足を止めないまま、だけど顔だけでわたしに振り向いて。

馬鹿にしてるのかと思ったけれど、その表情は、わたしをからかっているという感じには見えない。


……まさか本当に、本気でそう訊いているのだろうか。

その方がよっぽど性質が悪い気もするけれど。



「……まあ、一番いいのは、電車じゃない? 2時間くらいかかるけど」

「そうか。

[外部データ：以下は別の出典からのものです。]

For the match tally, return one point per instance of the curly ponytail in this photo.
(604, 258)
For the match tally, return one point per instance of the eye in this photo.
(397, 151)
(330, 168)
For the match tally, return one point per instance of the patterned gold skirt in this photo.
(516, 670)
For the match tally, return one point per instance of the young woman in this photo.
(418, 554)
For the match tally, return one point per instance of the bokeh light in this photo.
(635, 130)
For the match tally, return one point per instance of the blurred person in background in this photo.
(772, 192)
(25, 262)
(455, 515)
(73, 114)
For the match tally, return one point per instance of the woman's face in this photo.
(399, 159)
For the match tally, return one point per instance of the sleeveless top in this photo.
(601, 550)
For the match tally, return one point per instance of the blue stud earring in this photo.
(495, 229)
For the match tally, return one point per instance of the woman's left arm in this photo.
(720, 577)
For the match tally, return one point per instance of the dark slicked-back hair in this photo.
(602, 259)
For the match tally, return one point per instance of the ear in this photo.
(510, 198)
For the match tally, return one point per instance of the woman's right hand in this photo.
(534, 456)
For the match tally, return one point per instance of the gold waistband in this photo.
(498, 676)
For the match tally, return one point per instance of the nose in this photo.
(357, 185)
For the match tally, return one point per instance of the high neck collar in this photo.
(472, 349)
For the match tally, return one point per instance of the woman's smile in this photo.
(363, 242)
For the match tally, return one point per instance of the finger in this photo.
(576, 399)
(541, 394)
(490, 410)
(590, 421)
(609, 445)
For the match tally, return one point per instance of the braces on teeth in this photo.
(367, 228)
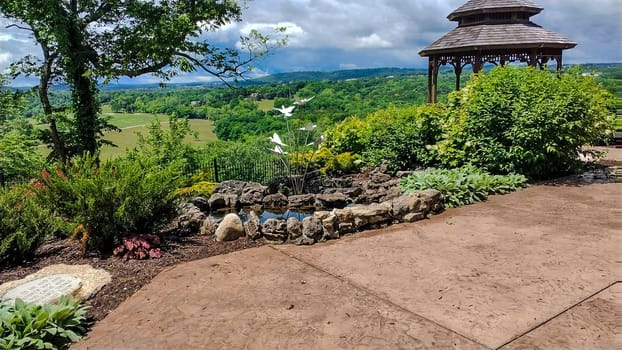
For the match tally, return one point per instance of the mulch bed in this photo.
(127, 276)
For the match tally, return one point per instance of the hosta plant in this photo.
(49, 326)
(464, 185)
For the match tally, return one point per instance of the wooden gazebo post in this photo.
(495, 32)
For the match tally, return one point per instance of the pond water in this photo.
(263, 215)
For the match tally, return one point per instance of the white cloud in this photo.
(5, 58)
(348, 66)
(373, 41)
(339, 34)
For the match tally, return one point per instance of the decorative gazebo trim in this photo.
(493, 31)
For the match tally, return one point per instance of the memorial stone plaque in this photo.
(44, 290)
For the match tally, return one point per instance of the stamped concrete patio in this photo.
(535, 269)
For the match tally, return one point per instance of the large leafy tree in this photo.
(83, 41)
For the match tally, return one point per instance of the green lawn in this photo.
(128, 137)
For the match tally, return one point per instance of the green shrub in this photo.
(121, 197)
(327, 161)
(201, 188)
(463, 185)
(403, 137)
(524, 120)
(49, 326)
(24, 224)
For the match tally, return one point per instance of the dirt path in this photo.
(539, 268)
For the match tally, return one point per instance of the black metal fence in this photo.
(262, 170)
(216, 170)
(6, 180)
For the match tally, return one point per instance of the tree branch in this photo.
(19, 27)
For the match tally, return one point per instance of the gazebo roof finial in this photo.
(474, 7)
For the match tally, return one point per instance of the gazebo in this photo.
(493, 31)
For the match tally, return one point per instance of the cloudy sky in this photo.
(345, 34)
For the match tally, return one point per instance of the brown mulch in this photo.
(127, 276)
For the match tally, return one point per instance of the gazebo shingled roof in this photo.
(493, 31)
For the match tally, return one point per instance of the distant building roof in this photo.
(497, 36)
(473, 7)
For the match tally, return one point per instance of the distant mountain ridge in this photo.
(288, 77)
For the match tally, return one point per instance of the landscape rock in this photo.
(301, 201)
(370, 215)
(380, 178)
(321, 214)
(253, 226)
(275, 230)
(412, 217)
(406, 204)
(304, 240)
(432, 199)
(330, 227)
(202, 203)
(277, 200)
(294, 228)
(208, 228)
(312, 228)
(223, 201)
(232, 187)
(191, 219)
(252, 194)
(230, 228)
(44, 290)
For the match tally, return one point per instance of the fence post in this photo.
(216, 170)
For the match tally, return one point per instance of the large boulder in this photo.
(372, 215)
(252, 194)
(223, 201)
(233, 187)
(301, 201)
(274, 230)
(330, 226)
(312, 229)
(331, 200)
(201, 202)
(208, 228)
(410, 203)
(253, 226)
(277, 200)
(434, 200)
(230, 228)
(190, 220)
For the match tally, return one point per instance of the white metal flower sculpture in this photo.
(294, 139)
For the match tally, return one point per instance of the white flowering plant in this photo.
(297, 141)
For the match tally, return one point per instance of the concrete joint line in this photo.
(370, 292)
(556, 316)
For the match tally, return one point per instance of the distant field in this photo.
(266, 105)
(128, 137)
(133, 123)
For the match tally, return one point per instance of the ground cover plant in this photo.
(49, 326)
(401, 137)
(462, 186)
(112, 200)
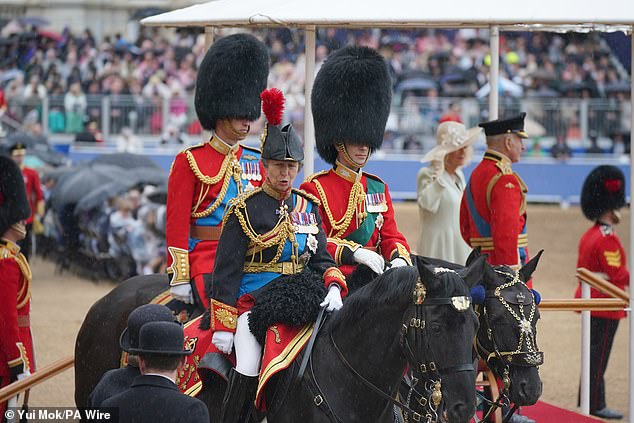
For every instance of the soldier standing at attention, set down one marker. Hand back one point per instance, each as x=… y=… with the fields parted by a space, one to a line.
x=33 y=194
x=493 y=207
x=601 y=251
x=351 y=102
x=16 y=344
x=205 y=177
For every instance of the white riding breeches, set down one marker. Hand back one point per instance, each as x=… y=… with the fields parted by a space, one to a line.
x=248 y=349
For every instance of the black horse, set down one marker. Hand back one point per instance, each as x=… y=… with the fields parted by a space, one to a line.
x=359 y=356
x=507 y=338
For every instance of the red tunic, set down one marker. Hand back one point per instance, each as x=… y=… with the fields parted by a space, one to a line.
x=16 y=345
x=600 y=251
x=33 y=191
x=355 y=216
x=493 y=212
x=202 y=181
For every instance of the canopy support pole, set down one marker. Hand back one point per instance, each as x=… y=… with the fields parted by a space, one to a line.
x=209 y=40
x=309 y=128
x=494 y=71
x=631 y=319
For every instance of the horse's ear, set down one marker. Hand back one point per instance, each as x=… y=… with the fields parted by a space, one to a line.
x=527 y=271
x=475 y=272
x=427 y=275
x=475 y=253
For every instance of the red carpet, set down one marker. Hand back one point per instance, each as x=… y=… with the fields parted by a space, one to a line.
x=543 y=412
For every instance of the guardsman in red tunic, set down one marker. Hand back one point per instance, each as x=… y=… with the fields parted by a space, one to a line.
x=493 y=207
x=33 y=193
x=351 y=102
x=601 y=251
x=204 y=178
x=16 y=345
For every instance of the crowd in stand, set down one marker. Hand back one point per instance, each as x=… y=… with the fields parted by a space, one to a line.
x=140 y=76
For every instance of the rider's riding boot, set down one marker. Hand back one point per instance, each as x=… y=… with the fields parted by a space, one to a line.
x=238 y=397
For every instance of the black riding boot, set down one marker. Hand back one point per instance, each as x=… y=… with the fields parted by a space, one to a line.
x=238 y=398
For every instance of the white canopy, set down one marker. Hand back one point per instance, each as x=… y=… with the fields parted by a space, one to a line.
x=538 y=14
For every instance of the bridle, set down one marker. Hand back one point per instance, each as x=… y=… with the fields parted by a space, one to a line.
x=413 y=326
x=526 y=354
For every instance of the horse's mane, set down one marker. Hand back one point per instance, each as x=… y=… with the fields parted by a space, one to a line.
x=393 y=287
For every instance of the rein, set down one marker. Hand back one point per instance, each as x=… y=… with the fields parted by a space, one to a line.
x=414 y=320
x=530 y=357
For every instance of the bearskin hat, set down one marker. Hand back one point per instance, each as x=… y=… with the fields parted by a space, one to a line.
x=351 y=100
x=278 y=142
x=14 y=205
x=603 y=190
x=230 y=79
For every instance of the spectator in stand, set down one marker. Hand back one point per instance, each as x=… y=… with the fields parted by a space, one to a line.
x=91 y=134
x=561 y=150
x=128 y=142
x=75 y=106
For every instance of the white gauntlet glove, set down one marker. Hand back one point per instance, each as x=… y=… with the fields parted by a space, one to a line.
x=333 y=299
x=398 y=262
x=183 y=293
x=371 y=259
x=437 y=168
x=223 y=340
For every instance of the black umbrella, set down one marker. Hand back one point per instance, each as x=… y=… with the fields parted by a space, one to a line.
x=105 y=192
x=125 y=160
x=71 y=188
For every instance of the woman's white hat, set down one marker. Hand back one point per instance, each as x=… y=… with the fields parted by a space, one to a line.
x=451 y=136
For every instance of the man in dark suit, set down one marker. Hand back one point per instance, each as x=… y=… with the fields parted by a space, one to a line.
x=118 y=380
x=154 y=396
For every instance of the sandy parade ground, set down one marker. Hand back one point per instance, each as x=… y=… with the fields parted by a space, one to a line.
x=60 y=303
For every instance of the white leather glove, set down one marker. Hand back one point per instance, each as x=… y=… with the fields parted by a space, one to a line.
x=398 y=262
x=371 y=259
x=333 y=299
x=437 y=168
x=223 y=340
x=183 y=293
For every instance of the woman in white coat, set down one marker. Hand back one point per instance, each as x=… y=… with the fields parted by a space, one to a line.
x=439 y=191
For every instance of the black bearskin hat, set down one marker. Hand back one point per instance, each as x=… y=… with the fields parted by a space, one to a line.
x=14 y=205
x=230 y=79
x=603 y=190
x=351 y=100
x=278 y=142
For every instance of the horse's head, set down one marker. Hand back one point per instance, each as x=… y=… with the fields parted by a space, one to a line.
x=507 y=338
x=439 y=337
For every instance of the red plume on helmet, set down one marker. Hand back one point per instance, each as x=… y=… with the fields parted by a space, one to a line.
x=273 y=105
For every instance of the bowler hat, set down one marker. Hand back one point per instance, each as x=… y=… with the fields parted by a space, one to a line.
x=141 y=315
x=603 y=190
x=161 y=338
x=14 y=205
x=512 y=125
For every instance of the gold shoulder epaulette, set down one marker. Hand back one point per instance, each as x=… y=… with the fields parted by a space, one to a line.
x=373 y=176
x=505 y=168
x=308 y=196
x=251 y=148
x=315 y=175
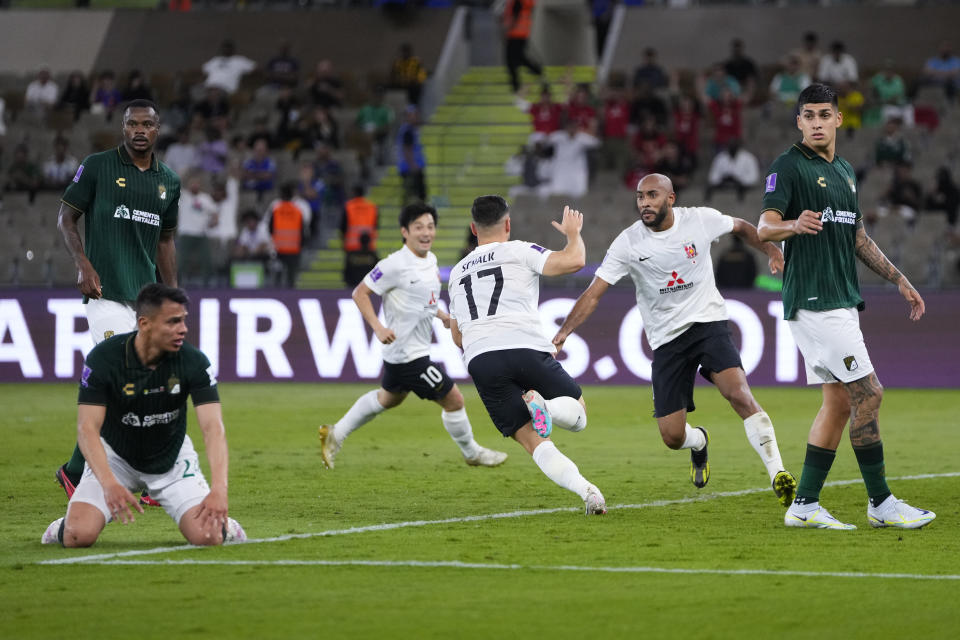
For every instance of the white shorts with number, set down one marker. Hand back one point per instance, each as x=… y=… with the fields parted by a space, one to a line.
x=177 y=490
x=832 y=345
x=109 y=317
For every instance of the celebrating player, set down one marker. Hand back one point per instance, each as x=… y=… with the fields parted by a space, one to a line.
x=667 y=255
x=409 y=283
x=493 y=302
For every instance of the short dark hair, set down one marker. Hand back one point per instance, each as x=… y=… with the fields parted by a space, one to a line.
x=489 y=210
x=413 y=211
x=152 y=296
x=815 y=94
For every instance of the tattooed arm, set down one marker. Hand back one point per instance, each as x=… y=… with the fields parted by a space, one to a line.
x=870 y=255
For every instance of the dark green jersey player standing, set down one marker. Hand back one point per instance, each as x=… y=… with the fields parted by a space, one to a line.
x=810 y=203
x=131 y=425
x=129 y=200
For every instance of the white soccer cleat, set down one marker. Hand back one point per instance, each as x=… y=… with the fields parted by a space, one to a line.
x=233 y=532
x=487 y=458
x=818 y=518
x=329 y=445
x=897 y=513
x=594 y=504
x=50 y=536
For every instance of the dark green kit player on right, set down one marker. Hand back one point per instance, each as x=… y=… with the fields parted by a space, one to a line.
x=129 y=201
x=810 y=203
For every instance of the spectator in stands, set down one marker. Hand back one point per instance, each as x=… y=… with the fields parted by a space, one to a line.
x=75 y=95
x=259 y=170
x=60 y=169
x=742 y=68
x=182 y=155
x=650 y=72
x=326 y=88
x=736 y=268
x=892 y=148
x=570 y=168
x=789 y=82
x=409 y=74
x=838 y=66
x=224 y=71
x=732 y=168
x=850 y=104
x=646 y=103
x=23 y=174
x=41 y=93
x=288 y=223
x=945 y=196
x=890 y=91
x=904 y=196
x=136 y=88
x=517 y=21
x=196 y=221
x=283 y=70
x=105 y=97
x=944 y=70
x=807 y=54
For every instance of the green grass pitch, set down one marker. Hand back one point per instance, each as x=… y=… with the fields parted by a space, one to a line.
x=666 y=561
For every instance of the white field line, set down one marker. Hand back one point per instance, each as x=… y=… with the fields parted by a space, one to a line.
x=97 y=558
x=454 y=564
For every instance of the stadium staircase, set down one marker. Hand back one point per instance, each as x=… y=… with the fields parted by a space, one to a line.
x=467 y=141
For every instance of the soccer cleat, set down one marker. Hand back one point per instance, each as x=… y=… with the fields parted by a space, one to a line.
x=897 y=513
x=233 y=533
x=147 y=500
x=66 y=480
x=594 y=504
x=699 y=463
x=537 y=406
x=785 y=487
x=52 y=534
x=328 y=445
x=487 y=458
x=818 y=518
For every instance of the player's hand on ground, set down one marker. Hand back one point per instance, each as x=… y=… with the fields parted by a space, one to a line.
x=570 y=224
x=386 y=335
x=88 y=281
x=119 y=499
x=808 y=222
x=917 y=306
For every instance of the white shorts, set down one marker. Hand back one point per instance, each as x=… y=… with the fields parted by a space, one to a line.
x=177 y=490
x=832 y=345
x=109 y=317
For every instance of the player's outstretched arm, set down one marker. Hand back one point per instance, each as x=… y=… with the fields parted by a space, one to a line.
x=213 y=508
x=585 y=306
x=572 y=257
x=870 y=254
x=361 y=297
x=748 y=233
x=118 y=498
x=88 y=280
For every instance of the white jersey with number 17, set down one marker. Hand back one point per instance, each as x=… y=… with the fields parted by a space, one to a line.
x=494 y=296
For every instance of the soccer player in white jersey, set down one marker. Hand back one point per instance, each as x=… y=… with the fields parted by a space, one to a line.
x=494 y=293
x=409 y=283
x=667 y=255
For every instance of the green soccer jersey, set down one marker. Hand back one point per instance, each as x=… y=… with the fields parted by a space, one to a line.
x=125 y=211
x=820 y=271
x=146 y=416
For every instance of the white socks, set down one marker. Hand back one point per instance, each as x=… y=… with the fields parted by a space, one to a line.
x=457 y=425
x=760 y=433
x=693 y=438
x=363 y=411
x=560 y=468
x=567 y=413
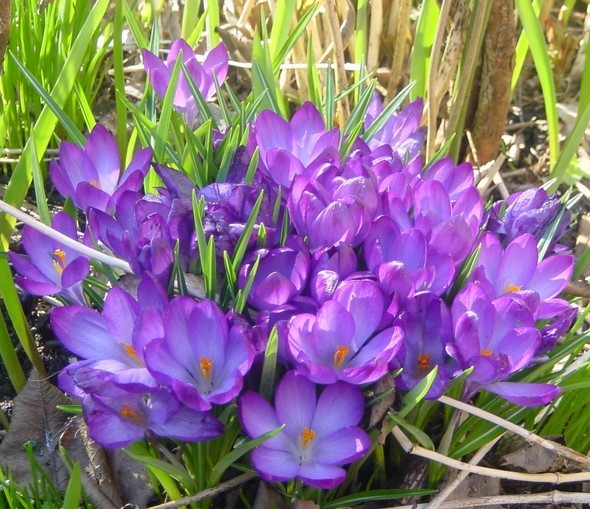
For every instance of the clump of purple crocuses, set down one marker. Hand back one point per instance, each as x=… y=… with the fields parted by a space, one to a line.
x=351 y=264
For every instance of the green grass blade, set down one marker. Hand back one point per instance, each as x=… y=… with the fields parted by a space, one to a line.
x=423 y=41
x=74 y=489
x=282 y=15
x=45 y=125
x=9 y=359
x=73 y=132
x=534 y=32
x=570 y=148
x=40 y=196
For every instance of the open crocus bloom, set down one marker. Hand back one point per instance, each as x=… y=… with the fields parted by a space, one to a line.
x=515 y=272
x=92 y=177
x=51 y=268
x=320 y=434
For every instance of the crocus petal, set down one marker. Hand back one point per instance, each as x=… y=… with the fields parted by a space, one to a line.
x=343 y=446
x=321 y=476
x=525 y=394
x=296 y=413
x=102 y=150
x=339 y=406
x=274 y=465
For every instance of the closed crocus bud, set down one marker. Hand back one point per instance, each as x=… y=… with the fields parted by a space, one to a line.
x=93 y=176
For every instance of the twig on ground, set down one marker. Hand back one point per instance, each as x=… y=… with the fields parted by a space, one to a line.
x=549 y=477
x=438 y=500
x=211 y=492
x=552 y=497
x=565 y=452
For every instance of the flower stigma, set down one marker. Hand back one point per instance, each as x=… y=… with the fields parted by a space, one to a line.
x=339 y=356
x=60 y=264
x=206 y=367
x=307 y=435
x=423 y=362
x=131 y=415
x=511 y=288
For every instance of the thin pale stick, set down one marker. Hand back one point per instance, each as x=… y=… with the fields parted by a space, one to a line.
x=438 y=500
x=64 y=239
x=211 y=492
x=552 y=497
x=562 y=450
x=550 y=477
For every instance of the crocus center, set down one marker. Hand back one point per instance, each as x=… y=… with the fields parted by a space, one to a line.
x=423 y=362
x=509 y=288
x=131 y=415
x=307 y=435
x=129 y=350
x=206 y=366
x=339 y=356
x=59 y=261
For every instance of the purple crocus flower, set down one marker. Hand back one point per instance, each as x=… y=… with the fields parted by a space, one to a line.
x=281 y=275
x=287 y=149
x=51 y=268
x=332 y=209
x=214 y=67
x=342 y=342
x=516 y=273
x=116 y=418
x=427 y=326
x=401 y=131
x=200 y=356
x=319 y=436
x=139 y=233
x=92 y=177
x=497 y=338
x=108 y=339
x=530 y=211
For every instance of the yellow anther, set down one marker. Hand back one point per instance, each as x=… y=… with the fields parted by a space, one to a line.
x=340 y=355
x=206 y=366
x=511 y=288
x=129 y=350
x=307 y=435
x=131 y=415
x=424 y=362
x=60 y=264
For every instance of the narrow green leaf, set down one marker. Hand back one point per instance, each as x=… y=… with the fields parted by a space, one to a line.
x=40 y=196
x=536 y=37
x=269 y=366
x=374 y=496
x=423 y=41
x=74 y=489
x=228 y=460
x=43 y=129
x=417 y=394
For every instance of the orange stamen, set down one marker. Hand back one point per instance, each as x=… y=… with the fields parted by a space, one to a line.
x=129 y=350
x=307 y=435
x=424 y=362
x=206 y=366
x=340 y=355
x=511 y=288
x=131 y=415
x=60 y=264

じゃあそれで行こう」

「でもわたしお金ないよ」


死ぬつもりでここに来たんだ。

持っているのは携帯と、スカートに入っていた僅かな小銭のみ。

とてもじゃないけど、電車になんて乗れそうもない。


「まあ、朗がわたしの分も払えそうなら、問題ないけど」


むしろ付いて行ってあげるんだから、それくらいは当然だろう。

海辺の街までは路線図で見ても随分遠くて、運賃も決して安くはなかったはず。

それをわざわざ自分で払う気にもなれないし、そもそも持っていないし。

だから、それくらいはこいつに出してもらおうと思ったんだけれど。


朗が、少しだけ歩を緩めて、困ったように眉を下げながら、笑うもんだから。